# 9 unit plus house 800 amp 1 phase service



## gemini13 (Jan 15, 2009)

Ok recalculation 3 units @ 6912 va 3 units @ 11880 va 3 units @ 10,800 va # is total 4 the 3 units. Plus a house panel I am figureing 10,000 va 4 electric dryers 3,00 for washers @ 100 percent. 
No A/C or Hot water but owner is not sure. I would like to have allowence for the future. 

9- 100 amp panels for units 1 - 100 amp house
600 Amp single phase servie 120/240 or would u go 3 phase 120 / 208

Does this give me future room for ac per unit avg unit is 1,200 sq '


----------



## Chris Kennedy (Nov 19, 2007)

gemini13 said:


> I was thinking that 2 300 per phase should be good for 800 amps .


Thats good for 570A. Whats the calculated load?


----------



## wildleg (Apr 12, 2009)

400 Cu if you're using the 310.15 B 6 table (2005). but you might wanna do the load calc and see if you can go smaller.


----------



## Chris Kennedy (Nov 19, 2007)

wildleg said:


> 400 Cu if you're using the 310.15 B 6 table (2005).


You can apply this table to parallel conductors?


----------



## Bob Badger (Apr 19, 2009)

Chris Kennedy said:


> Whats the calculated load?





wildleg said:


> but you might wanna do the load calc and see if you can go smaller.


When you have a single service disconnecting means the conductors can not really be reduced in size other then what 240.4(B) allows.




Chris Kennedy said:


> You can apply this table to parallel conductors?


IMO, no, not at all.


However Don G. has posted some CMP statements to the contrary.
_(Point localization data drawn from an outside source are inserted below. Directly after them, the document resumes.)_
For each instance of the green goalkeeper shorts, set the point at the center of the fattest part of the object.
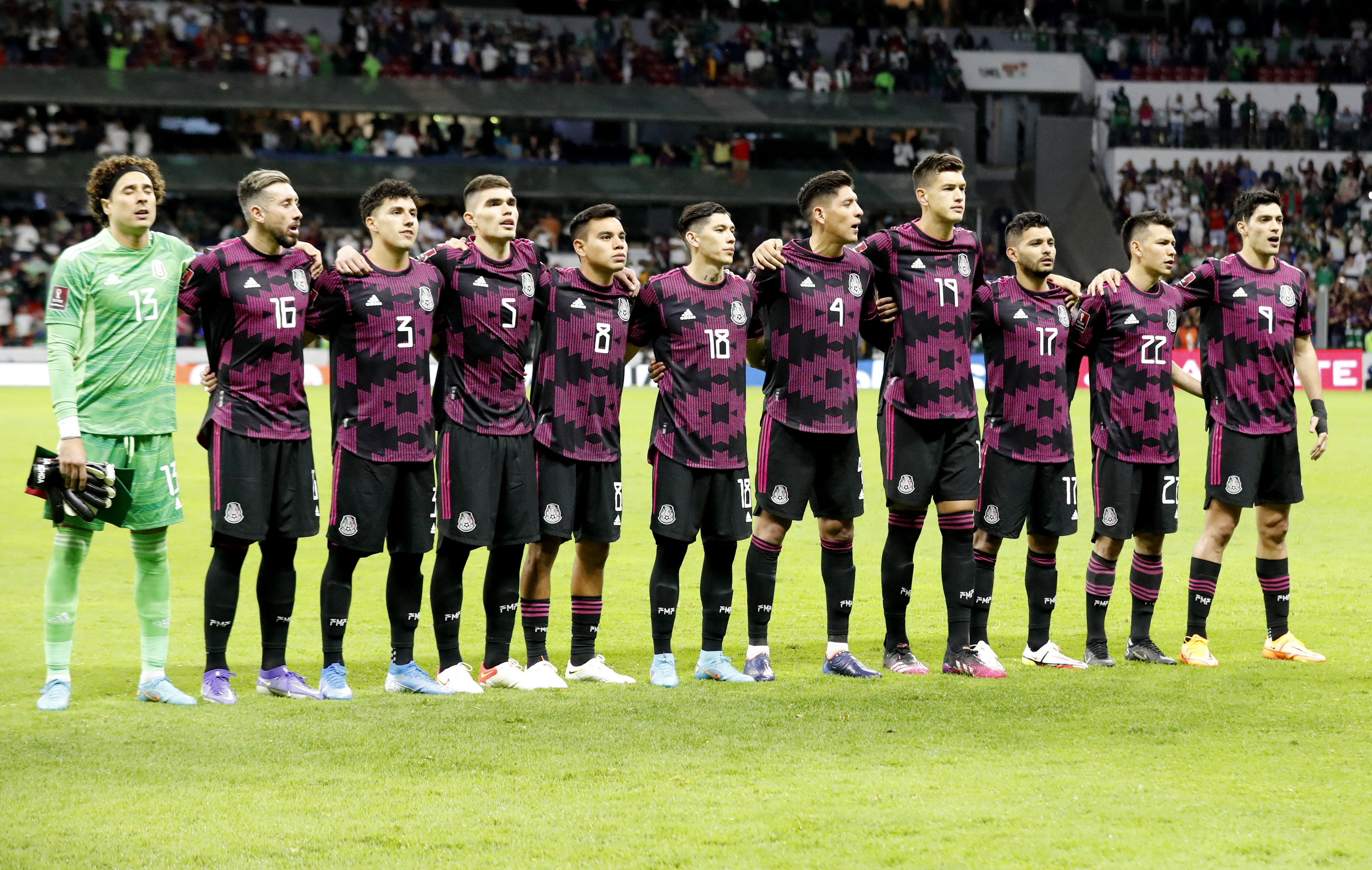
(156, 490)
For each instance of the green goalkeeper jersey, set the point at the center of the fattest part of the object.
(112, 334)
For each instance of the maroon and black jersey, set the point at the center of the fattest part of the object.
(929, 360)
(486, 312)
(1026, 338)
(379, 331)
(810, 312)
(1128, 337)
(581, 367)
(700, 334)
(253, 307)
(1249, 323)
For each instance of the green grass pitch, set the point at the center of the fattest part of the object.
(1254, 764)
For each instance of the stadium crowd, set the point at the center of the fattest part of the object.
(1327, 230)
(429, 39)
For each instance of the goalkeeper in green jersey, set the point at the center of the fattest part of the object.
(112, 362)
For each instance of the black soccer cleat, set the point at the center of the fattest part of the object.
(1148, 652)
(1098, 655)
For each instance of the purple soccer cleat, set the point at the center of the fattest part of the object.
(286, 684)
(214, 687)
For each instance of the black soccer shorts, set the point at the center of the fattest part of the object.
(488, 493)
(578, 499)
(261, 489)
(382, 503)
(1134, 497)
(924, 460)
(1253, 470)
(1014, 492)
(715, 503)
(795, 469)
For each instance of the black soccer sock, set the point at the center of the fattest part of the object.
(501, 600)
(1042, 591)
(836, 567)
(276, 599)
(984, 592)
(404, 600)
(534, 621)
(1205, 577)
(717, 593)
(665, 588)
(1275, 578)
(221, 603)
(1100, 588)
(446, 600)
(586, 611)
(1145, 584)
(335, 600)
(960, 575)
(761, 578)
(898, 573)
I would talk to the inspector before using T310.15(B)(6) to choose parallels from.


----------



## wildleg (Apr 12, 2009)

hmmm, I wasn't sure, but I thought you could use it up to 800 (oops ? )


----------



## MDShunk (Jan 7, 2007)

gemini13 said:


> I dont have know what sizw wire i need to parallel to disconnect. I dont have code book handy. I was thinking that 2 300 per phase should be good for 800 amps . I was thinking of running it in two 3' masts sisde by side into the disconnect.


You really going to a disconnect first, or to a CT can? Just wondering. I know that some PoCo's put a CT rack on the mast, near the weatherhead. I was mostly wondering where your CT's were going.


----------



## McClary’s Electrical (Feb 21, 2009)

310.15 (b) 6 is for single family dwellings. It does not apply here.


----------



## Bob Badger (Apr 19, 2009)

MDShunk said:


> You really going to a disconnect first, or to a CT can? Just wondering. I know that some PoCo's put a CT rack on the mast, near the weatherhead. I was mostly wondering where your CT's were going.


Why would there be any CTs?

Utility >>> 800 amp service disconnect >>> 10 meters >>> sub panels


----------



## MDShunk (Jan 7, 2007)

Bob Badger said:


> Why would there be any CTs?
> 
> Utility >>> 800 amp service disconnect >>> 10 meters >>> sub panels


I was thinking 9 bedroom house with one big service. Duh. 9 units, plus a house. Okay, I see.


----------



## Magnettica (Jan 23, 2007)

mcclary's electrical said:


> 310.15 (b) 6 is for single family dwellings. It does not apply here.


It applies to two-family and multi-family dwellings too, but not for any triple-phase dwelling services.


----------



## Chris Kennedy (Nov 19, 2007)

mcclary's electrical said:


> 310.15 (b) 6 is for single family dwellings. It does not apply here.





> 310.15(B)(6) 120/240-Volt, 3-Wire, Single-Phase Dwelling Services and Feeders.
> For individual dwelling units of one-family, two-family, and multifamily dwellings, conductors, as listed in Table 310.15(B)(6), shall be permitted as 120/240-volt, 3-wire, single-phase service-entrance conductors, service-lateral conductors, and feeder conductors that serve as the main power feeder to each dwelling unit and are installed in raceway or cable with or without an equipment grounding conductor.


.........


----------



## Bob Badger (Apr 19, 2009)

mcclary's electrical said:


> 310.15 (b) 6 is for single family dwellings. It does not apply here.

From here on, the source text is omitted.